Dave, which he is not getting sea-sick, at all.

Reduced to counting Barack Obama’s nose hairs

February 16, 2007

I wish I had thought of that line. Peggy Noonan, while opining about the media’s obessing on the presidential race, says this:

Earlier this week I heard a minister quote a spiritual genius: “All the problems in the world are caused by man’s inability to sit quietly in a room by himself.” We’re restless and need action, which in a modern media world means information. We need the busy buzz–the Internet, TV, instant messages, magazines and newspapers, the beeps and boops and bops. Rudy’s up in Iowa. Hillary’s stuck. We want to be among the first to have this information and the first to share it. And we want it not because it’s crucial but because it distracts us from the crucial. It takes our minds away from what is most important. Who you are, for instance, or what we are about. It’s a great relief not to think about the important. It’s a relief to focus on factoids.

Does this ring true, even profound, with you as it does with me? She hearkens back to the story of Esau, Isaac’s oldest son, who “sold his soul for a mess of pottage” (Genesis 25:29-34). In this case, she says, the wannabe presidents are selling their souls for a “pot of message.” (A little too cute, perhaps?)

About the candidates, she says this:

But it must be uncomfortable to walk around in a skin that isn’t really your own. It must be really damaging to your soul, if you have a soul, and not just appetites, or a rugged, rocky little sense of what you deserve.

Maybe the candidates would do themselves good by leaving the trail a few days and trying to sit quietly in a room, by themselves, with no distractions, and think about big things, such as who they are.

Right on!

Dave, still adjusting to walking around in his own skin.

I’m astonished!

February 15, 2007

In 1956 it was the Cold War, and our national priority was defense, as it should be. Fast-forward a half-century, and my, how our priorities have changed! With the usual caveat that comparisons like this strongly depend on the comparison year selected, consider this:

1956-2006

Anyone who doubts that we are pushing the margin of the socialist envelope should look again. Assuming we are getting a valid comparison, always a good question, the chart begs the questions of whether we are adequately defended and whether our present allocation of national resources is appropriate for the times in which we live.

What do you think?

Dave, getting more worried about the world facing his grandchildren.

I embrace my siesta

February 14, 2007

Like millions of others with coronary artery disease, I keep a sharp eye out for comforting news, especially when it agrees with my own prejudices. I liked this article, for obvious reasons.

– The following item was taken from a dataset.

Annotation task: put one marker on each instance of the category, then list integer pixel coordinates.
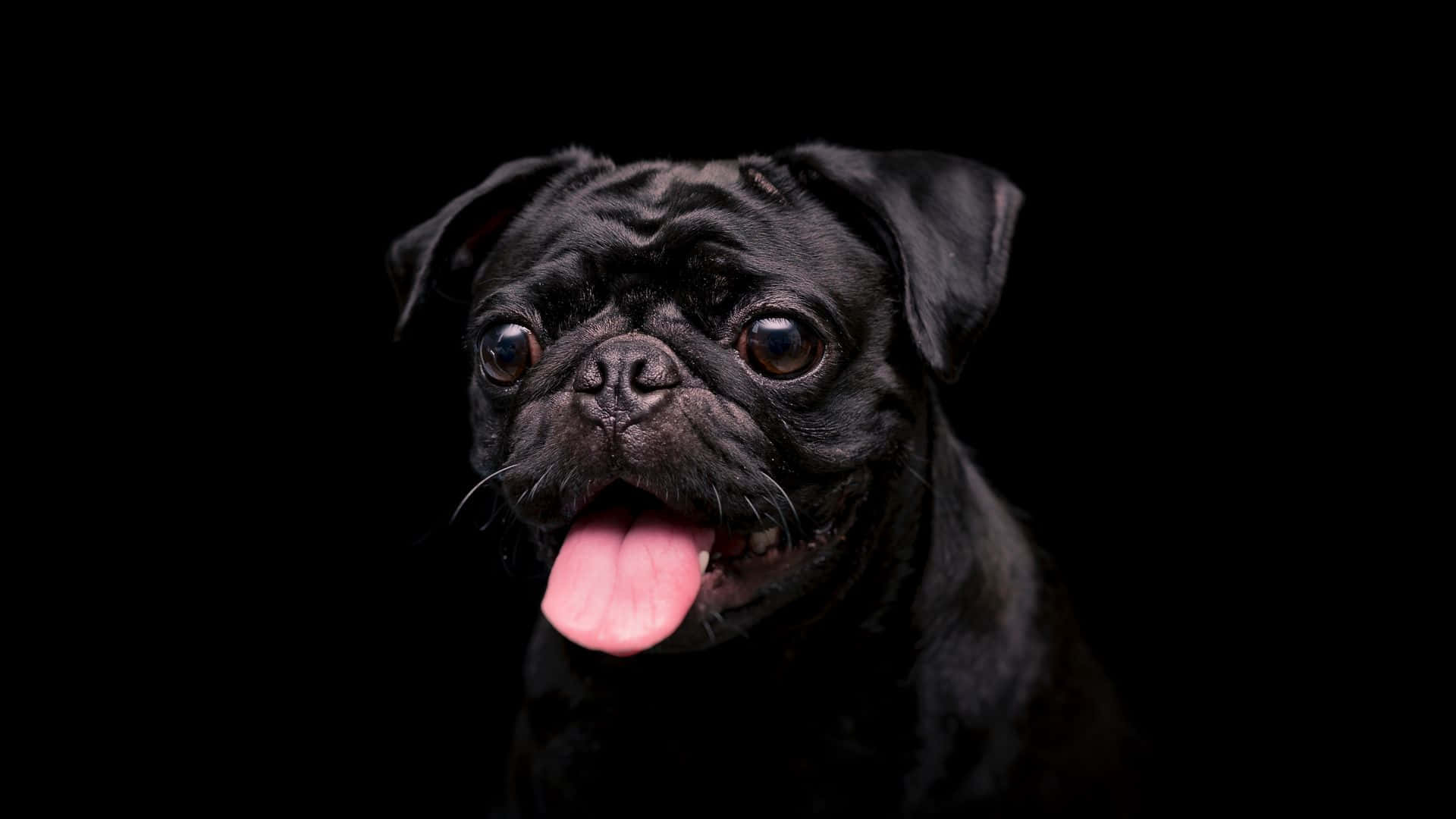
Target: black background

Embrace your siesta for a healthy heart - International Herald Tribune

In a study released Monday, researchers at the Harvard School of Public Health and in Athens reported that people who took regular 30-minute naps were 37 percent less likely to die of heart disease over a six-year period than those who never napped. The scientists tracked more than 23,000 Greek adults, finding that the benefits of napping were most pronounced for working men.

I must admit that the last sentence above gives me pause, but never mind.

For more years than I can count, I have courted the after lunch nap. In a prior life it took the form of a ten-minute doze in my desk chair behind closed office doors. Today it is a half hour of glorious reading and snoozing on my bed.

Dave, counting the minutes to nap-time.